Tcl Source Code

View Ticket
Login
Ticket UUID: d4e7780ca1681cd095dbd81fe264feff75c988f7
Title: "global" cmd literal sharing vs. per-interp resolvers
Type: Bug Version: 8.6.6
Submitter: gustafn2 Created on: 2016-07-21 10:03:33
Subsystem: 45. Parsing and Eval Assigned To: jan.nijtmans
Priority: 5 Medium Severity: Important
Status: Closed Last Modified: 2016-09-07 13:36:46
Resolution: Fixed Closed By: jan.nijtmans
    Closed on: 2016-09-07 13:36:46
Description:
Cmd literals are shared in the global (i.e. per-interpreter) literal pool per namespace. However, it is not guaranteed, that the cmdObj resolved for a literal via a cmd resolver is the always same for a namespace. Therefore one sees different results for a cmd depending on whether or not the a cmd literal was earlier added to the global cmd literal pool. The global shared cmd literal is taken, the result from the command resolver is ignored. 

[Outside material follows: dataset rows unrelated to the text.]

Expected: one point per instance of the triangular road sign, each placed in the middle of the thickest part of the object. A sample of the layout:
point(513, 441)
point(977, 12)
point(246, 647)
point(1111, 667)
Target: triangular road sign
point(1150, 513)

The problem comes from a large real world application during the tcl8.5 -> tcl8.6 transition. The provided patch (see attachment) determines such situations and turns shared global literals into unshared private ones. The provided test cases are trying to reproduce the behavior in a minimalistic setup, which tries to minimalize interactions with other test cases by restricting to certain names.

An alternative (but not so local) approach to address these kind of bugs would be to flag during cmd resolution whether a resolved command was derived from a custom cmd resolver, and to prevent the namespace based "global" sharing in such cases based on that flag.
User Comments: jan.nijtmans added on 2016-09-07 13:36:46:
Patch applied to core-8-6-branch and trunk. Gustaf, Thanks for all your work and feedback!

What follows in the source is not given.